Crispy Crackers (Adapted from Washburn and Butt)
1 cup water
4 TBSP extra virgin olive oil
2 tsp cider vinegar
1 cup brown rice flour
1 cup sorghum flour
½ cup cornstarch
2/3 cups quinoa flour
3 tsp xanthan gum
1 tsp baking powder
2 tsp salt
½ cup grated Parmesan cheese
½ cup sesame seeds
3 TBSP dried oregano
  1. Preheat oven 375 degrees.
  2. In a small bowl, combine water, oil and vinegar. Set aside.
  3. In a food processor, add brown rice flour sorghum flour, cornstarch , quinoa flour, xanthan gum, baking powder, salt, Parmesan cheese, sesame seeds and oregano. Pulse a couple of times to combine ingredients.
  4. With food processor running, gradually add liquid mixture through feeding tube in a slow steady stream. Process until mixture forms a ball.
  5. Divide dough into 4 pieces. Place on plastic wrap and flatten into a disk. Refrigerate for 10 minutes.
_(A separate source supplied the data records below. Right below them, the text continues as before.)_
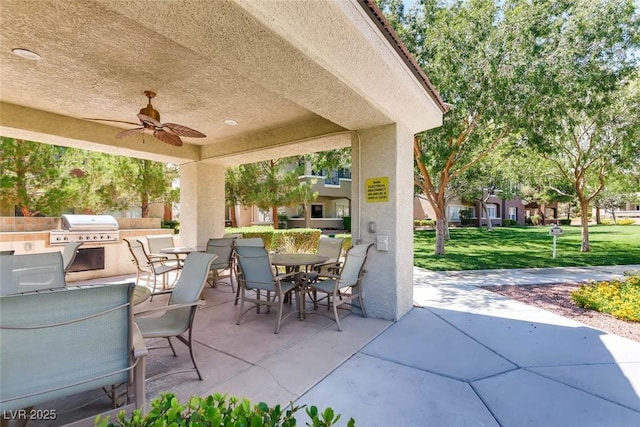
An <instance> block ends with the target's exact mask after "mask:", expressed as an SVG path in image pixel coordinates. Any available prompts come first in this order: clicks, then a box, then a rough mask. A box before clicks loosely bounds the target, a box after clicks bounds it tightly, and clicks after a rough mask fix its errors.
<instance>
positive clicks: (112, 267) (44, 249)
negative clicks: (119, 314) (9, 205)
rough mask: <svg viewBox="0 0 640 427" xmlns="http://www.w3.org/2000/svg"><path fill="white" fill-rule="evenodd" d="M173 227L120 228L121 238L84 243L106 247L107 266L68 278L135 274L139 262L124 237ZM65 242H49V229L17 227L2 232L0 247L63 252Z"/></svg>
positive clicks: (88, 244) (10, 248)
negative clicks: (27, 228) (58, 242)
mask: <svg viewBox="0 0 640 427" xmlns="http://www.w3.org/2000/svg"><path fill="white" fill-rule="evenodd" d="M172 231H173V230H167V229H164V228H154V229H120V230H119V233H120V239H119V240H118V241H117V242H111V243H106V242H102V243H101V242H96V243H93V242H91V243H84V244H83V245H82V246H81V247H80V248H94V247H104V248H105V254H104V256H105V268H104V269H100V270H90V271H79V272H75V273H69V274H68V275H67V277H66V279H67V282H74V281H78V280H91V279H100V278H102V277H111V276H119V275H125V274H135V272H136V270H135V265H134V264H133V263H132V262H131V254H130V252H129V249H128V248H127V245H126V243H125V242H124V241H123V240H122V238H123V237H131V238H137V239H140V240H142V241H143V242H145V243H146V239H145V236H148V235H154V234H167V233H170V232H172ZM63 249H64V245H51V244H50V243H49V230H46V231H32V232H28V231H15V232H0V250H2V251H5V250H14V251H15V253H16V254H18V255H19V254H30V253H41V252H55V251H58V252H62V250H63Z"/></svg>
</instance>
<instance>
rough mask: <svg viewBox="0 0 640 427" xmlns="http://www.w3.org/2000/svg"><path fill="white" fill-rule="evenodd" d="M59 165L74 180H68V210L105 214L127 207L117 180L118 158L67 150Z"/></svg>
mask: <svg viewBox="0 0 640 427" xmlns="http://www.w3.org/2000/svg"><path fill="white" fill-rule="evenodd" d="M60 165H61V167H63V168H64V169H65V170H68V171H69V173H70V175H71V176H72V177H73V178H74V179H71V180H69V181H68V188H69V193H70V198H69V200H68V201H67V206H66V207H67V208H68V209H70V210H72V211H74V212H93V213H103V212H106V211H108V210H119V209H125V208H126V207H127V201H126V200H123V198H122V197H121V196H120V189H119V186H118V181H117V180H116V179H115V178H114V177H115V176H116V175H117V168H118V167H119V163H118V161H117V157H116V156H113V155H110V154H105V153H99V152H96V151H86V150H80V149H76V148H66V149H65V150H64V156H63V158H62V159H61V162H60Z"/></svg>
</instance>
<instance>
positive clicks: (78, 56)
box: [0, 0, 447, 320]
mask: <svg viewBox="0 0 640 427" xmlns="http://www.w3.org/2000/svg"><path fill="white" fill-rule="evenodd" d="M2 16H3V31H2V37H1V39H0V42H1V44H2V49H1V50H0V68H1V69H2V73H0V79H1V80H0V84H1V85H2V91H1V92H0V97H1V99H0V134H2V135H4V136H7V137H13V138H22V139H26V140H33V141H38V142H44V143H50V144H57V145H62V146H69V147H79V148H84V149H88V150H96V151H102V152H108V153H113V154H119V155H126V156H132V157H139V158H146V159H152V160H158V161H163V162H170V163H174V164H177V165H179V166H180V187H181V200H180V212H181V213H180V224H181V227H180V241H181V244H183V245H187V246H203V245H204V244H205V243H206V241H207V239H209V238H212V237H220V236H222V234H223V233H224V226H225V222H224V213H225V202H224V201H225V196H224V176H225V168H226V167H228V166H231V165H237V164H241V163H248V162H254V161H259V160H266V159H275V158H279V157H285V156H293V155H298V154H302V153H307V152H313V151H322V150H330V149H334V148H338V147H344V146H350V147H351V148H352V156H353V161H352V164H353V166H352V171H353V185H352V194H351V196H352V197H351V200H352V217H353V219H352V237H353V241H354V242H363V243H374V242H378V241H380V242H381V244H380V245H377V246H376V250H375V251H374V252H373V253H372V254H371V266H370V272H369V273H370V274H369V277H368V279H367V283H366V287H367V291H366V292H367V295H366V298H367V302H368V307H367V310H368V311H369V314H370V316H371V317H374V318H379V319H387V320H397V319H399V318H400V317H402V316H403V315H404V314H405V313H407V312H408V310H409V309H410V308H411V306H412V287H411V283H412V280H411V279H412V275H413V271H412V264H413V262H412V261H413V251H412V245H411V244H410V242H411V241H412V232H413V229H412V212H411V204H410V203H409V201H410V200H411V199H412V196H413V151H412V138H413V135H414V134H415V133H418V132H421V131H424V130H426V129H430V128H433V127H436V126H439V125H440V124H441V121H442V114H443V112H444V111H446V109H447V106H446V105H445V103H444V102H443V101H442V99H441V98H440V96H439V95H438V93H437V91H436V90H435V88H434V87H433V85H432V84H431V83H430V82H429V79H428V78H427V76H426V75H425V74H424V73H423V72H422V70H421V69H420V68H419V67H418V66H417V64H416V63H415V61H414V60H413V59H412V57H411V55H410V54H409V53H408V51H407V50H406V48H405V47H404V46H403V44H402V43H401V42H400V40H399V39H398V37H397V36H396V35H395V33H394V32H393V31H392V30H391V28H390V27H389V25H388V23H387V22H386V20H385V19H384V17H383V16H382V14H381V13H380V11H379V10H378V9H377V7H376V6H375V4H374V3H373V1H371V0H361V1H356V0H340V1H295V2H284V1H283V2H280V1H254V0H229V1H197V0H189V1H185V2H175V1H147V0H133V1H129V2H122V1H110V0H85V1H76V2H36V3H34V2H23V1H20V0H8V1H3V2H2ZM17 48H20V49H27V50H29V51H31V52H32V54H27V55H24V53H23V54H22V56H18V55H17V54H14V53H15V52H14V49H17ZM18 53H20V51H18ZM25 56H26V57H27V58H25ZM38 58H39V59H38ZM148 90H152V91H154V92H156V93H157V97H156V98H154V99H153V100H152V102H153V106H154V108H156V109H157V110H158V111H159V112H161V113H162V118H161V120H159V121H160V122H162V123H178V124H181V125H184V126H187V127H190V128H193V129H197V130H198V131H200V132H202V133H203V134H205V135H206V137H205V138H189V137H183V138H182V139H183V140H184V145H183V146H175V145H170V144H167V143H164V142H162V141H160V140H158V139H156V138H154V137H153V136H152V135H150V134H149V133H147V132H145V134H142V133H134V134H132V135H129V136H126V137H124V138H116V135H117V134H118V133H120V132H122V131H123V129H131V128H134V127H135V125H136V124H137V122H136V120H137V117H136V114H137V113H138V111H139V109H140V108H141V107H144V106H145V105H146V104H147V102H148V101H147V99H146V98H145V96H144V91H148ZM87 118H99V119H110V120H119V121H124V122H127V121H131V123H133V124H127V123H119V122H105V121H95V120H87ZM374 230H375V231H374ZM123 256H127V255H126V251H124V250H123Z"/></svg>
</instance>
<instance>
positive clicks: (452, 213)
mask: <svg viewBox="0 0 640 427" xmlns="http://www.w3.org/2000/svg"><path fill="white" fill-rule="evenodd" d="M447 209H448V210H449V215H448V217H449V220H450V221H460V210H461V209H462V206H457V205H450V206H447Z"/></svg>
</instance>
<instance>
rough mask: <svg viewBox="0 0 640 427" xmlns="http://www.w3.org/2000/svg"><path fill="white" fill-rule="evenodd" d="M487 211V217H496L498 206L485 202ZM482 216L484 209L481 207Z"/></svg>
mask: <svg viewBox="0 0 640 427" xmlns="http://www.w3.org/2000/svg"><path fill="white" fill-rule="evenodd" d="M487 211H488V212H489V218H497V217H498V207H497V206H496V205H494V204H492V203H490V204H487ZM482 218H486V217H485V211H484V209H483V212H482Z"/></svg>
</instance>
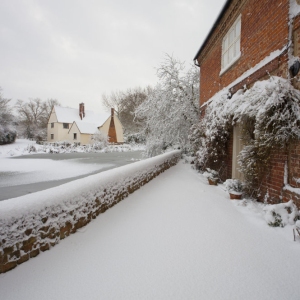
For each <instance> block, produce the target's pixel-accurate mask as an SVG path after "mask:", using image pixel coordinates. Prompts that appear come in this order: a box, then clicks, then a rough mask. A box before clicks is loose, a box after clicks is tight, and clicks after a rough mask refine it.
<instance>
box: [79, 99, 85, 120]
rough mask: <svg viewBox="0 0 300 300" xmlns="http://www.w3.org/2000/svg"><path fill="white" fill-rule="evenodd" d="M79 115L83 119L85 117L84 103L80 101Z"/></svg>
mask: <svg viewBox="0 0 300 300" xmlns="http://www.w3.org/2000/svg"><path fill="white" fill-rule="evenodd" d="M79 117H80V119H81V120H82V119H83V118H84V117H85V112H84V103H79Z"/></svg>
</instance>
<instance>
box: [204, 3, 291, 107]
mask: <svg viewBox="0 0 300 300" xmlns="http://www.w3.org/2000/svg"><path fill="white" fill-rule="evenodd" d="M288 11H289V1H282V0H260V1H257V0H248V1H245V0H234V1H231V5H230V6H229V8H228V9H227V11H226V12H225V14H224V15H223V17H222V19H221V21H220V22H219V25H218V26H217V28H216V29H215V31H214V33H213V34H212V36H211V37H210V39H209V41H208V43H206V45H205V47H204V48H203V50H202V51H201V53H200V55H199V56H198V63H199V65H200V82H201V89H200V105H202V104H203V103H205V102H206V101H207V100H209V99H210V98H211V97H212V96H213V95H214V94H216V93H217V92H218V91H220V90H222V89H223V88H224V87H226V86H228V85H229V84H230V83H231V82H233V81H234V80H235V79H237V78H238V77H240V76H241V75H242V74H243V73H244V72H246V71H247V70H248V69H250V68H252V67H254V66H255V65H256V64H258V63H259V62H260V61H261V60H263V59H264V58H265V57H266V56H268V55H270V53H272V52H273V51H276V50H279V49H283V47H284V46H285V45H287V43H288V31H289V29H288V22H287V18H288ZM239 15H241V21H242V22H241V24H242V26H241V57H240V59H239V60H238V61H237V62H236V63H235V64H233V65H232V66H231V67H230V68H229V69H228V70H227V71H226V72H225V73H223V74H221V75H220V71H221V53H222V39H223V37H224V35H225V34H226V33H227V32H228V30H229V29H230V27H231V26H232V24H233V23H234V21H235V20H236V19H237V17H238V16H239ZM286 63H287V56H286V55H283V56H282V57H280V58H277V59H275V60H274V61H273V62H271V63H269V64H268V66H266V67H265V68H264V69H263V70H259V71H258V72H256V74H253V76H251V77H250V78H247V79H246V80H245V81H244V82H243V83H242V84H240V85H239V88H240V87H242V86H243V85H244V84H245V83H246V84H248V85H250V84H251V83H253V82H254V81H255V80H257V79H260V78H262V77H264V76H268V73H272V74H273V75H278V76H283V77H287V72H286V70H287V68H286ZM282 65H284V66H282ZM267 72H268V73H267Z"/></svg>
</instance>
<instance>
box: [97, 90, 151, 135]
mask: <svg viewBox="0 0 300 300" xmlns="http://www.w3.org/2000/svg"><path fill="white" fill-rule="evenodd" d="M150 91H151V87H147V88H145V89H143V88H141V87H136V88H132V89H128V90H127V91H116V92H112V93H111V94H110V95H109V96H107V95H105V94H104V95H102V104H103V106H104V107H105V108H107V110H109V111H110V109H111V108H114V109H115V112H116V114H117V115H118V118H119V119H120V121H121V123H122V125H123V127H124V134H125V137H126V138H132V139H135V140H138V139H139V133H140V132H141V131H142V130H143V127H144V123H143V120H142V119H139V118H134V111H135V110H136V108H137V107H138V106H139V105H141V103H143V102H144V101H145V100H146V98H147V96H148V94H149V93H150Z"/></svg>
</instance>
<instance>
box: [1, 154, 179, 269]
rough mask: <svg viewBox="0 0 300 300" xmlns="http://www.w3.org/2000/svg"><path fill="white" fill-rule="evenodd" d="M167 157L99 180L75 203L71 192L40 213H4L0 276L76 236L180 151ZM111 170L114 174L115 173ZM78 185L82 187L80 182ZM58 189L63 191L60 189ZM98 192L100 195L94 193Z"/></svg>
mask: <svg viewBox="0 0 300 300" xmlns="http://www.w3.org/2000/svg"><path fill="white" fill-rule="evenodd" d="M164 155H165V156H164V158H162V159H161V160H157V159H156V157H154V158H151V159H149V160H152V161H153V163H152V164H153V166H152V167H151V168H149V166H148V168H145V165H144V164H141V165H140V167H139V168H140V171H137V172H135V174H134V175H132V174H131V173H129V172H126V170H128V168H127V167H128V166H124V167H120V168H118V169H119V173H121V174H123V175H122V176H123V177H122V178H123V180H121V181H120V178H117V179H115V178H114V181H113V180H112V181H110V182H109V184H107V183H106V184H105V183H103V182H105V181H102V182H101V180H99V182H98V181H97V182H98V186H100V188H99V187H97V189H96V188H95V190H94V191H93V190H91V191H89V192H88V193H83V197H81V198H79V201H77V202H75V203H68V192H66V193H65V194H64V195H63V197H65V200H64V199H63V201H60V202H59V204H55V206H54V207H50V206H48V204H47V206H45V207H43V208H42V209H40V210H39V211H36V210H37V209H33V210H32V211H29V212H28V211H26V210H24V213H23V212H22V215H21V216H20V215H18V214H16V213H15V214H14V211H13V212H11V213H9V217H7V216H5V215H7V213H5V212H3V211H1V214H0V215H1V218H0V274H1V273H5V272H7V271H9V270H11V269H13V268H15V267H16V266H17V265H19V264H22V263H24V262H26V261H28V260H29V259H30V258H33V257H35V256H37V255H38V254H39V253H40V252H42V251H46V250H49V249H50V248H51V247H53V246H55V245H56V244H58V243H59V241H60V240H62V239H64V238H65V237H67V236H69V235H70V234H72V233H75V232H76V231H77V229H79V228H81V227H83V226H85V225H86V224H88V223H89V222H90V221H91V220H92V219H95V218H96V217H97V216H98V215H99V214H100V213H103V212H105V211H106V210H107V209H108V208H110V207H112V206H114V205H115V204H117V203H118V202H119V201H121V200H122V199H124V198H125V197H127V196H128V195H129V194H131V193H133V192H134V191H135V190H137V189H139V188H140V187H141V186H143V185H144V184H146V183H147V182H149V181H150V180H152V179H153V178H155V177H156V176H157V175H159V174H160V173H162V172H164V171H165V170H167V169H168V168H170V167H171V166H173V165H175V164H176V163H177V162H178V159H179V158H180V152H179V151H174V152H171V153H169V154H164ZM136 164H137V163H136ZM121 169H122V170H121ZM112 171H113V172H114V170H112ZM107 172H109V171H107ZM94 176H96V175H94ZM112 177H114V176H112ZM97 180H98V177H97ZM77 182H78V185H80V181H77ZM58 188H59V187H58ZM55 189H56V188H54V189H52V194H53V197H54V198H55V197H59V196H58V195H56V194H55V191H56V190H55ZM57 190H58V191H61V189H57ZM66 190H67V188H66ZM96 190H97V192H95V191H96ZM46 192H47V191H42V192H40V193H39V195H40V197H41V198H42V197H43V195H44V194H45V193H46ZM71 198H72V195H71Z"/></svg>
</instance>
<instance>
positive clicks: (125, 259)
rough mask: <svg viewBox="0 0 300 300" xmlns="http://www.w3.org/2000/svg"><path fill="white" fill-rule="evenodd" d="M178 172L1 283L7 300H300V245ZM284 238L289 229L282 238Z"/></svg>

  6. Place one disk between 2 pieces of parchment paper or wax paper and roll out the dough as thinly as possible. Carefully remove top paper and invert flattened dough on to an ungreased baking sheet. Remove other paper. NOTE: if you want to make shapes, remove top paper and using a cutter, make shapes and transfer them to the baking sheet pan.
  7. Bake in preheated oven for 15 minutes or until browned and crisp. Remove and place on a cooking rack. Store at room temperature in an airtight container.
 
Side dishes  
Wild Rice and Brown Rice Stuffing
½ stick unsalted butter (2 oz)
½ cup chopped carrots
½ cups chopped white mushrooms
½ cup chopped celery
½ cup chopped onions
¾ cup wild rice
½ cup brown basmati rice
3 TBSP fresh dill
salt and pepper to taste
  1. Melt butter in a large frying pan. Sauté carrots, mushrooms, celery and onions until soft, about 15 minutes.
  2. In a large saucepan, boil 4 cups of water and then add wild rice. Cover and cook over low to medium heat, until water is absorbed or rice is tender.
  3. In a small saucepan, boil 1-½ cups of water and add basmati rice. Cook uncovered until tender.
  4. In a large bowl, add carrot mixture, cooked wild rice and basmati rice. Add dill and salt and pepper to taste.